En ce qui concerne la condition tenant à l'existence d'un doute sérieux sur la légalité de la décision attaquée :

5. Aux termes de l'article L. 121-8 du code de l'urbanisme : " L'extension de l'urbanisation se réalise en continuité avec les agglomérations et villages existants. Dans les secteurs déjà urbanisés autres que les agglomérations et villages identifiés par le schéma de cohérence territoriale et délimités par le plan local d'urbanisme, des constructions et installations peuvent être autorisées, en dehors de la bande littorale de cent mètres, des espaces proches du rivage et des rives des plans d'eau mentionnés à l'article L. 121-13, à des fins exclusives d'amélioration de l'offre de logement ou d'hébergement et d'implantation de services publics, lorsque ces constructions et installations n'ont pas pour effet d'étendre le périmètre bâti existant ni de modifier de manière significative les caractéristiques de ce bâti.
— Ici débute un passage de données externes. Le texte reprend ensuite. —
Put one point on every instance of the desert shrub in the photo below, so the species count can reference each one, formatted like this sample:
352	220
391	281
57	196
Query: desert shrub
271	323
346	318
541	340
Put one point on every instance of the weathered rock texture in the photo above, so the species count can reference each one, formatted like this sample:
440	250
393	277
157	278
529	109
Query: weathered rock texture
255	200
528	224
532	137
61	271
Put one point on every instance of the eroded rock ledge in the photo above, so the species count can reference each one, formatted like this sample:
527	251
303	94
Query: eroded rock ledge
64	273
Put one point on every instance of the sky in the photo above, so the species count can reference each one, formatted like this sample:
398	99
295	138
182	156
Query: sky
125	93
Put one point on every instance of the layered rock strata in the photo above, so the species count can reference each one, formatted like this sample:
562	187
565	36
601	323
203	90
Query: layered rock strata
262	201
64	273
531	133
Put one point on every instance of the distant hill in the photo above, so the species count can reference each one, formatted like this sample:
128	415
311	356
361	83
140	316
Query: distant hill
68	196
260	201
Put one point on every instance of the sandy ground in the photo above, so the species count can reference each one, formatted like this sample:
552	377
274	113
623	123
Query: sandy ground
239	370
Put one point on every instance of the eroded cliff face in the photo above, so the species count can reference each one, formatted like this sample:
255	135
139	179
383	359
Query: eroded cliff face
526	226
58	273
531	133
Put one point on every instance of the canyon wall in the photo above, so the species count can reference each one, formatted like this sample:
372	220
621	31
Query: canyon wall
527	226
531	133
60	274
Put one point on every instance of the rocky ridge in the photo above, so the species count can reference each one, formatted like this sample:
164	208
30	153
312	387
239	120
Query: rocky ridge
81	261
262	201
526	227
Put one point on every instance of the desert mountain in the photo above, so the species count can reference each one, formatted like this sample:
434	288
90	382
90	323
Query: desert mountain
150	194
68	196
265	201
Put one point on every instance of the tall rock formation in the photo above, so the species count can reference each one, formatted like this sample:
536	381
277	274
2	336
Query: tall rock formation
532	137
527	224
Ces secteurs déjà urbanisés se distinguent des espaces d'urbanisation diffuse par, entre autres, la densité de l'urbanisation, sa continuité, sa structuration par des voies de circulation et des réseaux d'accès aux services publics de distribution d'eau potable, d'électricité, d'assainissement et de collecte de déchets, ou la présence d'équipements ou de lieux collectifs () ".

6. Au regard de la configuration des lieux d'implantation du projet en cause telle qu'elle résulte des pièces versées à l'instance, en soutenant que le maire de la commune de Saint-Michel-Chef-Chef a fait une inexacte application des dispositions de l'article L. 121-8 du code de l'urbanisme en estimant que le projet constituait une extension de l'urbanisation, les sociétés requérantes font état d'un moyen propre à créer un doute sérieux quant à la légalité de la décision attaquée.

7. En application de l'article L. 600-4-1 du code de l'urbanisme, l'autre moyen soulevé n'est pas de nature à faire naître un doute sérieux quant à la légalité de la décision attaquée.

8. Les deux conditions prévues à l'article L. 521-1 du code de justice administrative étant satisfaites, il y a lieu de suspendre l'exécution de la décision attaquée.

Sur les conclusions à fin d'injonction :

9. Il y a lieu d'enjoindre au maire de la commune de Saint-Michel-Chef-Chef, ainsi que le demandent les sociétés requérantes, de réexaminer leur demande, ce dans un délai d'un mois à compter de la notification de la présente ordonnance.

Sur les frais liés à l'instance :

10. Il n'y a pas lieu, dans les circonstances de l'espèce, de mettre à la charge de la commune de Saint-Michel-Chef-Chef la somme que demandent les sociétés requérantes au titre des frais exposés par elles et non compris dans les dépens.

O R D O N N E :

Article 1er : L'exécution de l'arrêté du 20 septembre 2022 par lequel le maire de la commune de Saint-Michel-Chef-Chef s'est opposé à la réalisation des travaux, objet de la déclaration n° DP044 182 22 D2166 en vue de l'installation d'une station relais de radiotéléphonie est suspendue.

Article 2 : Il est enjoint au maire de la commune de Saint-Michel-Chef-Chef de réexaminer la déclaration préalable déposée par la société Bouygues Télécom et la société Phoenix France Infrastructures, dans le délai d'un mois à compter de la notification de la présente ordonnance.

Article 3 : Le surplus des conclusions de la requête est rejeté.

Article 4 : La présente ordonnance sera notifiée à la société Bouygues Télécom, à la société Phoenix France Infrastructures et à la commune de Saint-Michel-Chef-Chef.

Fait à Nantes, le 26 janvier 2023.

Le juge des référés,

L. Bouchardon

La greffière,

M. ALa République mande et ordonne au préfet de la Loire-Atlantique en ce qui le concerne ou à tous commissaires de justice à ce requis en ce qui concerne les voies de droit commun contre les parties privées, de pourvoir à l'exécution de la présente décision.